In particular, Kuhling believes that startups should be careful about focusing on healthcare IT.

"There is a lot of discussion today about electronic health records for all," Kuhling says. "While this very important evolution clearly must happen, we think that the problem is simply far too big – and expensive – for traditional venture-capital-funded startups to tackle." Instead, the very large IT companies that have already been focused on this area and the very large customers within it are most appropriate to deal with the profound security, privacy, real-time data management, and integration with complex systems issues involved, Kuhling maintains.

When asked what factors Kuhling and his Onset partners consider before investing in a med-tech company, he said: "Make sure that what you're investing in is not only better care, but less expensive care. The days of better and more expensive are gone and have been for quite a while."
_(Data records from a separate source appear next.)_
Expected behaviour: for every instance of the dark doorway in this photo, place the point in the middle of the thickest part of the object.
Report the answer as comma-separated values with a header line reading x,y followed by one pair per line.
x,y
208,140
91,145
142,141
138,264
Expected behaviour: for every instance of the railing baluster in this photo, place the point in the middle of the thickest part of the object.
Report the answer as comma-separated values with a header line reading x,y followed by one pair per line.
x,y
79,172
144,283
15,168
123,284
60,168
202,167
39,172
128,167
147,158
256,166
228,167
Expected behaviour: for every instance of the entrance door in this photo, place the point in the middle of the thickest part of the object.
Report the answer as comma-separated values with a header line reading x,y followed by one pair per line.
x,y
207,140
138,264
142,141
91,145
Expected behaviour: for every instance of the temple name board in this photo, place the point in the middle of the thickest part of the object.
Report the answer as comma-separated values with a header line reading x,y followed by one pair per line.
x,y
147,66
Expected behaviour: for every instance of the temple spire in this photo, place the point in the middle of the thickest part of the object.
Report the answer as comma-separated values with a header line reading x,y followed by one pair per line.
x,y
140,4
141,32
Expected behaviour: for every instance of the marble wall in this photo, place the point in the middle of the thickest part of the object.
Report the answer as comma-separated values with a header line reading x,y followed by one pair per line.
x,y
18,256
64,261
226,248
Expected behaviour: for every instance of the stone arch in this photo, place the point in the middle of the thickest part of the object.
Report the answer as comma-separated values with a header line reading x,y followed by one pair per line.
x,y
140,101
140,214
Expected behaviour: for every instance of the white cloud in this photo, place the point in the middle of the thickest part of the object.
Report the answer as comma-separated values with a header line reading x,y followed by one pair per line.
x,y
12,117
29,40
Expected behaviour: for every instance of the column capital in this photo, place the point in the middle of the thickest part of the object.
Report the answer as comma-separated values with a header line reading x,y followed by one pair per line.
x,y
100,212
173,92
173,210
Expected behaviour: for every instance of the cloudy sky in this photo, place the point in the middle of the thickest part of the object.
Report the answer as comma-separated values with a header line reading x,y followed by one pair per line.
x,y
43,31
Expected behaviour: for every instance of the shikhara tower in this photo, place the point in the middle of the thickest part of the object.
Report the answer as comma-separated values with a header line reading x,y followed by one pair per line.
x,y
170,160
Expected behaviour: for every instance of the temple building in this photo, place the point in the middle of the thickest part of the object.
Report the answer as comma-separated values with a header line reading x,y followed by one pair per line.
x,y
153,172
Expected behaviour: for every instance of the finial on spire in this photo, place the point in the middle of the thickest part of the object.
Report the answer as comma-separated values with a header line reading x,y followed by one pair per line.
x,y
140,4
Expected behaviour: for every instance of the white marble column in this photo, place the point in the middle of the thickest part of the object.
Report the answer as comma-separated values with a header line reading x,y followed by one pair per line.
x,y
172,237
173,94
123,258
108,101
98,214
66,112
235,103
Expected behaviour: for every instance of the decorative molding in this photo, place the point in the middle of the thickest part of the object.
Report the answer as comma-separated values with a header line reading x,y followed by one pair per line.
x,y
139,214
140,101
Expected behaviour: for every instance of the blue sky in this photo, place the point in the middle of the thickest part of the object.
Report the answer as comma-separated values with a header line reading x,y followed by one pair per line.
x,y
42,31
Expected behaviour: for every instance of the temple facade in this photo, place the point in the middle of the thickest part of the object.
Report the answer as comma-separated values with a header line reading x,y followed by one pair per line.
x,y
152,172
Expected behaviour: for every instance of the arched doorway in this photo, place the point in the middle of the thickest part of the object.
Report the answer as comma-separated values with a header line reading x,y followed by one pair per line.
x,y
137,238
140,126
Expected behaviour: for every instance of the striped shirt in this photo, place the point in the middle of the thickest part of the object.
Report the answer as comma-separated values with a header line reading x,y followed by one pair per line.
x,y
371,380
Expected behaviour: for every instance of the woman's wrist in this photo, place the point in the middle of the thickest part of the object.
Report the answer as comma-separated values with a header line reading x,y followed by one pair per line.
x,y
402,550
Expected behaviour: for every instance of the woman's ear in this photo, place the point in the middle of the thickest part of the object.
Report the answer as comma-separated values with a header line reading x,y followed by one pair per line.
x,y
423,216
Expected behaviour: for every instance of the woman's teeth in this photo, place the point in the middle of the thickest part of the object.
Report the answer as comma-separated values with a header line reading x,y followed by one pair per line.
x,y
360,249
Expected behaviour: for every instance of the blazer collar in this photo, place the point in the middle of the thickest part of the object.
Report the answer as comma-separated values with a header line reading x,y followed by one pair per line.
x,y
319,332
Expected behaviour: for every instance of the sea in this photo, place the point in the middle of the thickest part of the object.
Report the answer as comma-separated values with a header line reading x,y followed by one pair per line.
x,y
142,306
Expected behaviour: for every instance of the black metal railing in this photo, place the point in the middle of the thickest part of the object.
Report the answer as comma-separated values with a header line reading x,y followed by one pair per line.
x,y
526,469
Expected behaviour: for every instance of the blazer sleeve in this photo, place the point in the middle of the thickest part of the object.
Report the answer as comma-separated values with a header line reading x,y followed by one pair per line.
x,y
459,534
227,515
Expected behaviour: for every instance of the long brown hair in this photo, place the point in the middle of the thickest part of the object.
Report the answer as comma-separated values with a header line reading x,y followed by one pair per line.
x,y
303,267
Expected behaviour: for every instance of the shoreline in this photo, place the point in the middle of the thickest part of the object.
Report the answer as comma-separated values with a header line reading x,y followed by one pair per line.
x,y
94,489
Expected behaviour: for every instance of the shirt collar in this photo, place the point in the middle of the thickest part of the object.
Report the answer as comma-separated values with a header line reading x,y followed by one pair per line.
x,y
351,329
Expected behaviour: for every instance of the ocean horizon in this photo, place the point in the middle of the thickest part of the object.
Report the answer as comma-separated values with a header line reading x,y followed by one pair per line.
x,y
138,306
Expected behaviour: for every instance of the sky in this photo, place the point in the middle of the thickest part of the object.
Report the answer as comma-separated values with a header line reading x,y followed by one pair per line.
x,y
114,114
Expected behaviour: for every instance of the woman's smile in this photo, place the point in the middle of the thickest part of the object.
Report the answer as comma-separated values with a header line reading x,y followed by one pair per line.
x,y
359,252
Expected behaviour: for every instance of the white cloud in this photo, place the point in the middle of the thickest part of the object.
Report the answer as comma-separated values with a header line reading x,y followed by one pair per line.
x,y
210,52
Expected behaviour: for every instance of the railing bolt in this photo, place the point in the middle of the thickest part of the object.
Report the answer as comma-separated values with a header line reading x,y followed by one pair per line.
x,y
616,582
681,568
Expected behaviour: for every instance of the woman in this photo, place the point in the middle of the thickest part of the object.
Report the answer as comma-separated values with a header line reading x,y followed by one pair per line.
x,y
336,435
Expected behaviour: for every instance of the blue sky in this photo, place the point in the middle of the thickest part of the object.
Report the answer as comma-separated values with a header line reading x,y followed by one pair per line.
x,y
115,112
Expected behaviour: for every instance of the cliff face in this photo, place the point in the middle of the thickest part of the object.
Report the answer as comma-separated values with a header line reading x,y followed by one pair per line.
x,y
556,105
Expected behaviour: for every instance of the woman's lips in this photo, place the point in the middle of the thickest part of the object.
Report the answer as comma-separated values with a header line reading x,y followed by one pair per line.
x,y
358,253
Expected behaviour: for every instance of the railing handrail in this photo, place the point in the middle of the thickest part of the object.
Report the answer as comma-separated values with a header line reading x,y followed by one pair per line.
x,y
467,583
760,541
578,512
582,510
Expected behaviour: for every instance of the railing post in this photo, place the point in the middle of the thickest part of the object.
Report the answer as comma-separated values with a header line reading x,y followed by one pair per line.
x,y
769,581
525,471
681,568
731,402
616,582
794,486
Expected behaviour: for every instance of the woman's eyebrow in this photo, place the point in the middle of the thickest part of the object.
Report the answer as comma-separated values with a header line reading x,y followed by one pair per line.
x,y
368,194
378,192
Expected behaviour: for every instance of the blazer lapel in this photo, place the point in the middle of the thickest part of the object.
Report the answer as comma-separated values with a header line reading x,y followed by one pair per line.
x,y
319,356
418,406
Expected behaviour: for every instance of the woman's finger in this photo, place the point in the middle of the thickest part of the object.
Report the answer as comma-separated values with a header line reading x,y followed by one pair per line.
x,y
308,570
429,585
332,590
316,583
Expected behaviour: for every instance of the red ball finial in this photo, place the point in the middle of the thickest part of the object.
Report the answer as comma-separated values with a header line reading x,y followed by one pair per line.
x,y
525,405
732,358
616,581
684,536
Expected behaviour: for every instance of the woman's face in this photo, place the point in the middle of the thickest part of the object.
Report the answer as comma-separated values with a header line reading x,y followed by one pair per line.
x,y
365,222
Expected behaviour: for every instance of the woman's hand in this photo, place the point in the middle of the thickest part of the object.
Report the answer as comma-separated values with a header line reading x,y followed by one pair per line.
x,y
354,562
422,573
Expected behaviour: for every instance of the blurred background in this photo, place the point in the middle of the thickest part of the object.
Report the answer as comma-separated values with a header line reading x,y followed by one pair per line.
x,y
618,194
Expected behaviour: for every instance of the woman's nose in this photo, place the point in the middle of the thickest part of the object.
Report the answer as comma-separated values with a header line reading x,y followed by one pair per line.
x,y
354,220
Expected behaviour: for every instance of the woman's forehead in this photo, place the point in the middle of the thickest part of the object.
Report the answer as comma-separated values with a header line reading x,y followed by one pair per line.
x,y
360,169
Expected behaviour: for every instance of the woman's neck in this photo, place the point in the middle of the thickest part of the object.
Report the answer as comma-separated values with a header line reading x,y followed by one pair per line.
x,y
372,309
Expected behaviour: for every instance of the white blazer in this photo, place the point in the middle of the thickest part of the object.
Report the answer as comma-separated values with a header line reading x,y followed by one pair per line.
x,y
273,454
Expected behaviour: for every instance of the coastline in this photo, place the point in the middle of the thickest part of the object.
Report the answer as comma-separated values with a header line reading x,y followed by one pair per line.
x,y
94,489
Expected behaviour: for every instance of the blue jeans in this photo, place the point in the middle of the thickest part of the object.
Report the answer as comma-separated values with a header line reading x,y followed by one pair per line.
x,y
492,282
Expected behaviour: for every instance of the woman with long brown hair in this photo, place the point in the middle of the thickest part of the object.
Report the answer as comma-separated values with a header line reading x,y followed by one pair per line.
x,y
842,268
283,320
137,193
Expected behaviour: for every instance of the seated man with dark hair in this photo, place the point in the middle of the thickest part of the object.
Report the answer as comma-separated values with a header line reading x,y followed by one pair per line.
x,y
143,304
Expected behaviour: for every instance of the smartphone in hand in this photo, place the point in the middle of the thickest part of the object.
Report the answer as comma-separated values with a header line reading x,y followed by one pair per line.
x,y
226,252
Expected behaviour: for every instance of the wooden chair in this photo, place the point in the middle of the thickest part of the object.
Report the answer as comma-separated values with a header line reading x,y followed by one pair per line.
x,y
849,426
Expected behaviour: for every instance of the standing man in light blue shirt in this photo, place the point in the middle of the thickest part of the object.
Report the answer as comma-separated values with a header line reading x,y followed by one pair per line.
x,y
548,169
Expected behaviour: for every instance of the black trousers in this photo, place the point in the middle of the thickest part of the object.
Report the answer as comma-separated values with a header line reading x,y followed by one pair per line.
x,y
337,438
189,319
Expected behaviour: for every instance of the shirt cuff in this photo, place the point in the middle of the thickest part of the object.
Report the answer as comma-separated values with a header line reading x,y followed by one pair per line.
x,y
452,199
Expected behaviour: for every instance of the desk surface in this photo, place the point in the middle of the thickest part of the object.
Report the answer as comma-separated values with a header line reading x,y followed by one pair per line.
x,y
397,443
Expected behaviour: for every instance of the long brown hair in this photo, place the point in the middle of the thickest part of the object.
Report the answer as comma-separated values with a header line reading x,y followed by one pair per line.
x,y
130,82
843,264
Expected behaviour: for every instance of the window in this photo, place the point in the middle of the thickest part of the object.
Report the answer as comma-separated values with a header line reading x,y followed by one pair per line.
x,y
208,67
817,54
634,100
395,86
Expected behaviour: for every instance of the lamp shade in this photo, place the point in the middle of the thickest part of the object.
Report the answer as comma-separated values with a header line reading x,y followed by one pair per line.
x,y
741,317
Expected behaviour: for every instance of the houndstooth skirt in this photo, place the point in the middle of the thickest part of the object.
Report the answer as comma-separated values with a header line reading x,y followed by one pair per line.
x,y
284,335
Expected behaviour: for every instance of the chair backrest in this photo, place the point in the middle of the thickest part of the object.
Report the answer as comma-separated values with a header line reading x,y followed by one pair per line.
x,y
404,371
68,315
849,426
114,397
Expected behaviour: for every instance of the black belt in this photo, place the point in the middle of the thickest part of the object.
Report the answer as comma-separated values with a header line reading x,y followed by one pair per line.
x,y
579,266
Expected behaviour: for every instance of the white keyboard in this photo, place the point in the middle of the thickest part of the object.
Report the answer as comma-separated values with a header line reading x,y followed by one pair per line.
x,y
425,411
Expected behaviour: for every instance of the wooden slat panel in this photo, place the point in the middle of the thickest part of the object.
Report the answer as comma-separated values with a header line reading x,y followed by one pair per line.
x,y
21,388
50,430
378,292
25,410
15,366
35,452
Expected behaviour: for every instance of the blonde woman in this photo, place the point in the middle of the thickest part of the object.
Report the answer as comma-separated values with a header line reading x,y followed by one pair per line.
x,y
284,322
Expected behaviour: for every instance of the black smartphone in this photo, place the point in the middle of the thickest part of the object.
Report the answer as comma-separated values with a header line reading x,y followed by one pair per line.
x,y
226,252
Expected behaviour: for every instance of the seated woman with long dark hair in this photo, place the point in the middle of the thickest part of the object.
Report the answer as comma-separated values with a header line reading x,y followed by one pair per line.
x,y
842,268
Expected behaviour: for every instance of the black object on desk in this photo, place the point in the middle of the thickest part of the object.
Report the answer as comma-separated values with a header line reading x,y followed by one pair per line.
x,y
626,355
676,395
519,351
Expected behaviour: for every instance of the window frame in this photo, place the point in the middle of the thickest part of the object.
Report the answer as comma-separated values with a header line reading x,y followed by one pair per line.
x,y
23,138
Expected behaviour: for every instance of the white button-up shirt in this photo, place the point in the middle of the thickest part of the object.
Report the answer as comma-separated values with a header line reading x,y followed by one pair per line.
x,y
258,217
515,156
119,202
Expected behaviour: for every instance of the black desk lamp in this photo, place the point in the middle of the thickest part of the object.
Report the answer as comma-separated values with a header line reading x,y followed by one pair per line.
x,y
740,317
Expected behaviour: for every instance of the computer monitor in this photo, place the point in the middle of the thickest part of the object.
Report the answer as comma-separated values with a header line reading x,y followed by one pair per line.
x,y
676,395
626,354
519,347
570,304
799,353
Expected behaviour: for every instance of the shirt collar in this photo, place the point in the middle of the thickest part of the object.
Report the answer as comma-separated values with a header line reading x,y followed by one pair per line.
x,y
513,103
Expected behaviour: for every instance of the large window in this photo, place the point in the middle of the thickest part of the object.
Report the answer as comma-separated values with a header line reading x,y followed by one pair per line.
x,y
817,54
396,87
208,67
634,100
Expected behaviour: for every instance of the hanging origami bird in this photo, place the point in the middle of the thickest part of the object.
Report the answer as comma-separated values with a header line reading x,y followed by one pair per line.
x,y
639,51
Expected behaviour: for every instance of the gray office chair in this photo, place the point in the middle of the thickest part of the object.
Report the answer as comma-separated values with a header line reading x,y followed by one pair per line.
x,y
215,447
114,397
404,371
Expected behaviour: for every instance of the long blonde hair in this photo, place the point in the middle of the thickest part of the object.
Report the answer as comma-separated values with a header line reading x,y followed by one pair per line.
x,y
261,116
He added that "the healthcare system may be slow and bureaucratic, but it does want to reduce costs and it can be made to understand the concept of changing cost structures."

For example, Kuhling mentioned one of Onset's portfolio companies, which has a technology available in Europe for percutaneously-delivered aortic valves. The technology runs about €25,000, he said, however the European government was more than willing to reimburse for it because the alternative open valve replacement procedure runs about €50,000.

"And you need to also understand, 'is there a pretty clear path for the FDA? Is there a guidance document? Have others gone before you?' It just requires what we need to always to do our job well, understand the risks," Kuhling said. And, in the medical world, investors face two big risks that investors in other industries don't have, which is reimbursement and regulation. "We just need to be very smart about evaluating those risks," he said.

According to Kuhling and his Onset partners, the most interesting medical technology investments are those that use advanced technology to lower total costs for improved treatment of major acute conditions or chronic diseases such as diabetes, heart and lung diseases, or morbid obesity; and those that deal with the special needs of the growing aging population. To this end, the firm says it has been very active investing in these areas, with companies such as Apieron (Menlo Park, California), BAROnova (Goleta, California), Enteromedics (St. Paul, Minnesota), Relievant Medsystems (Redwood City, California), Sadra Medical (Campbell, California), Valeritas (Shrewsbury, Massachusetts), and others gracing their portfolio – all of which meet these criteria, according to Kuhling.

"We are less concerned about the potential increased involvement by government in healthcare," Kuhling said. "Since today the government is already the largest payer of healthcare expenses, medical technology companies have needed to be aware of complex regulatory and reimbursement issues for years; at the end of the day, changes will be incremental, not revolutionary. And although healthcare reform is a very complex problem and will undoubtedly take some time to be worked out, medical technology startup investments will continue to be attractive."

Kuhling told MDD that he was inspired to write his commentary because of the "paranoia" he is seeing all around him in the press – on TV, radio, and in business magazines – about "what will healthcare mean for me?" Secondly, he said, "I am seeing people pulling back from very good companies because of their own hysteria, sort of a venture capital hysteria."

Sadly, patients – as well as the healthcare system as a whole – will ultimately pay the price for this paranoia, he says.

"There are clearly more companies that are going to fail over the next several months because of not being able to get financing and the patients will be ultimately deprived of those technologies," Kuhling said. "It will affect the total cost to the healthcare system because some of these technologies have the ability to lower costs."